今朝、最終の獣医行きでした。幸い後遺症もなく、全治していました。しかし、棒を叩きつけて目に当てるというのはダメですね。反省しきりです。ごめんね凛ちゃん。


凛冽の汗
君たちの作文から シリーズ10 ③

 竹内君と一緒の五条校中三の水本◯美さんが、見ているだけで勇気づけられるような温かく優しいいつもの笑顔で、こんなふうにまとめてくれた。


 ピンクのスーツに花柄のスカーフ、緑と黒のサイケ調のワンピースに真っ赤なマニキュア、青のスーツにルイ・ヴィトンのハンドバック。まるで信号機のような色合いで着こなした三人の女の人が、真っ赤な口紅を塗ってワイワイ喋りながら歩いている。降って湧いてくるような人波の阪急西院駅の前で、自転車を押して歩いていたとき、この三人のお姉さん達が向こうからやってきて、私の横を通り抜けて行った。そのときである。

「とにかくなぁ。トキメキやでぇ。これ無くしたら、もう何もかも終りやし。」

ピンクのスーツのお姉さんがバリバリの関西弁でストレートのロングの黒髪を掻き分けながらピシャと言い切ったのである。

 私もその意見に大賛成だった。きっと、

「じゃあ、大人になっちゃった人は?」

と疑問に思う人もあるだろうが、大人の人にこそ、こういう気持ちをもち続けてほしいと思う。それを大切にしてきた人が「あんな大人になりたい」と言われるような人間になれるのだろう。

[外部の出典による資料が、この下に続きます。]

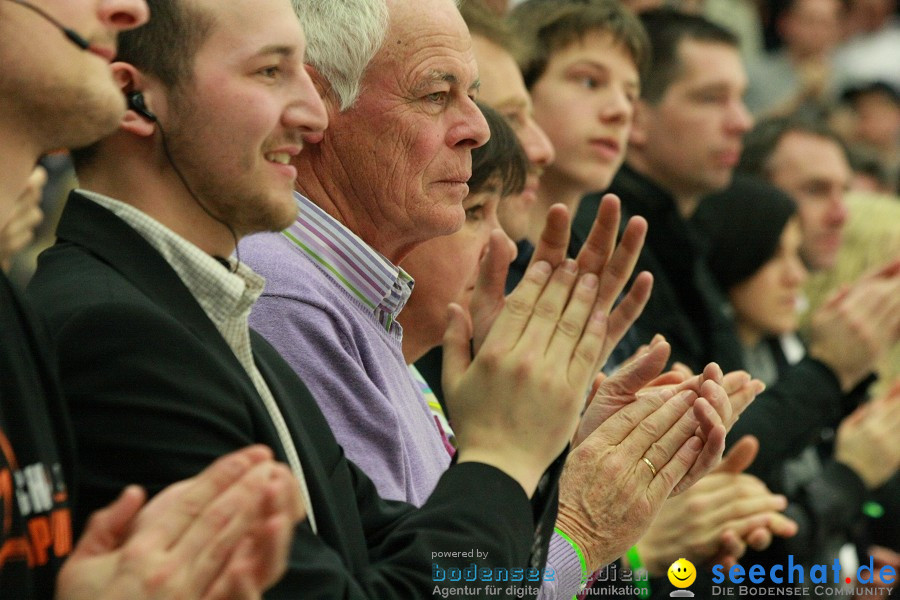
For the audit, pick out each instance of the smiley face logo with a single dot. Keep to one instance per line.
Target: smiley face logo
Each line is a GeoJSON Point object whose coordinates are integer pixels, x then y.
{"type": "Point", "coordinates": [682, 573]}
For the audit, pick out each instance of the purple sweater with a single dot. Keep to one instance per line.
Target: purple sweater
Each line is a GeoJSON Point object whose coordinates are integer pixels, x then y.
{"type": "Point", "coordinates": [352, 365]}
{"type": "Point", "coordinates": [355, 369]}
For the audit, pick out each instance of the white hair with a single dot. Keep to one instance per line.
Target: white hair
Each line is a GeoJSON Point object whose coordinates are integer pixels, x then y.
{"type": "Point", "coordinates": [342, 38]}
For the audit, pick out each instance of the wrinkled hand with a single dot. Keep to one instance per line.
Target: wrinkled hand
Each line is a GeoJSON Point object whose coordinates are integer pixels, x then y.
{"type": "Point", "coordinates": [715, 520]}
{"type": "Point", "coordinates": [715, 409]}
{"type": "Point", "coordinates": [223, 534]}
{"type": "Point", "coordinates": [739, 386]}
{"type": "Point", "coordinates": [516, 403]}
{"type": "Point", "coordinates": [865, 317]}
{"type": "Point", "coordinates": [612, 263]}
{"type": "Point", "coordinates": [867, 439]}
{"type": "Point", "coordinates": [608, 493]}
{"type": "Point", "coordinates": [18, 230]}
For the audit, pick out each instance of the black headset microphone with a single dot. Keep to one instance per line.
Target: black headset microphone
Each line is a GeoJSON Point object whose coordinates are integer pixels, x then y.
{"type": "Point", "coordinates": [71, 34]}
{"type": "Point", "coordinates": [137, 104]}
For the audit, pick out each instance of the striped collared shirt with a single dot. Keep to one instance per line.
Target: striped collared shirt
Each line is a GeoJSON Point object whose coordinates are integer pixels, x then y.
{"type": "Point", "coordinates": [357, 267]}
{"type": "Point", "coordinates": [225, 297]}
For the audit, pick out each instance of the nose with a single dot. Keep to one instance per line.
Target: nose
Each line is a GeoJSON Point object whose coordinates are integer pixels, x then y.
{"type": "Point", "coordinates": [307, 113]}
{"type": "Point", "coordinates": [471, 130]}
{"type": "Point", "coordinates": [739, 120]}
{"type": "Point", "coordinates": [796, 272]}
{"type": "Point", "coordinates": [837, 209]}
{"type": "Point", "coordinates": [536, 144]}
{"type": "Point", "coordinates": [122, 15]}
{"type": "Point", "coordinates": [616, 108]}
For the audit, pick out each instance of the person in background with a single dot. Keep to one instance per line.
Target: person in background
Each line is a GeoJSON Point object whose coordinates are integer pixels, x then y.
{"type": "Point", "coordinates": [798, 75]}
{"type": "Point", "coordinates": [389, 175]}
{"type": "Point", "coordinates": [831, 483]}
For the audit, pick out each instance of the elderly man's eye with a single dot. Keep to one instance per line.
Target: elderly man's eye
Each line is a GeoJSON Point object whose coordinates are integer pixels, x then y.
{"type": "Point", "coordinates": [475, 213]}
{"type": "Point", "coordinates": [437, 97]}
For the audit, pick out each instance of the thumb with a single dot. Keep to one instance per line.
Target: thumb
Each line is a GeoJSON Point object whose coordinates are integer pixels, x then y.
{"type": "Point", "coordinates": [108, 528]}
{"type": "Point", "coordinates": [457, 355]}
{"type": "Point", "coordinates": [641, 371]}
{"type": "Point", "coordinates": [741, 455]}
{"type": "Point", "coordinates": [489, 294]}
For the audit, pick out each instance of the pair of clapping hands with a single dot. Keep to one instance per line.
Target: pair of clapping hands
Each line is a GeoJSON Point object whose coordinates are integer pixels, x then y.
{"type": "Point", "coordinates": [645, 435]}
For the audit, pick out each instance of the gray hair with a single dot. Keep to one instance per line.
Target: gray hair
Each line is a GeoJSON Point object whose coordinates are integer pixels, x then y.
{"type": "Point", "coordinates": [342, 38]}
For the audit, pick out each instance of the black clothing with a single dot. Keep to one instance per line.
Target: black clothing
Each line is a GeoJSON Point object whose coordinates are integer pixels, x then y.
{"type": "Point", "coordinates": [36, 454]}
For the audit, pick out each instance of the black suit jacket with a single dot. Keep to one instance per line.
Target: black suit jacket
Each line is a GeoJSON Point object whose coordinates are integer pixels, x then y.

 トキメキは恋をしている間だけ、青春は少年時代だけ、という分け方を私はしたくない。本当に大切なことを見極めていれば、四十になっても八十になっても、ドキドキワクワクまるで子どもだと言われようが、その時そのときを一生懸命、死ぬまで輝き続けていられる。いつも前向きになって、つらい時には涙を流しても下を向かずにいたいと思う。何が大事だ、あれが大事だと、幾つ書き並べても、行き着く場所は同じである。

 化粧も濃いが情も濃いという、大阪、関西独特の、典型的な三人組のお姉さん達は、明るい笑顔を輝かせて今日も歩いているだろう。本物のトキメキ、本当の青春を探しながら……。


 女は強し。ここに紹介したものだけでなく、毎月の二百五十人の作文を読んでいてもそう思う。ドシンと腰をおろして、したたかに開き直った強さとでも言おうか。男子生徒諸君も少々見習ってほしいという感慨しきりである。かく言う私も見習うべき一人だが。ともあれ、顔を上げて、ぐーんと大きく伸びをして、さあいよいよラストスパートだ。君を愛する大勢の人と共に、きらきら輝く心を汗まみれにして。勝利の女神が今、両の手を広げて君を待っている。頑張れ! 受験生。


 そうだ、走れ走れ、凛太郎も頑張れ。中三生が今、跳ぼうとしています。凛太郎も共に跳べ。早く成犬になれ、噛むことしかスキンシップの術を知らない幼さと袂別せよ、と心から願うのです。痛いですものねーーー。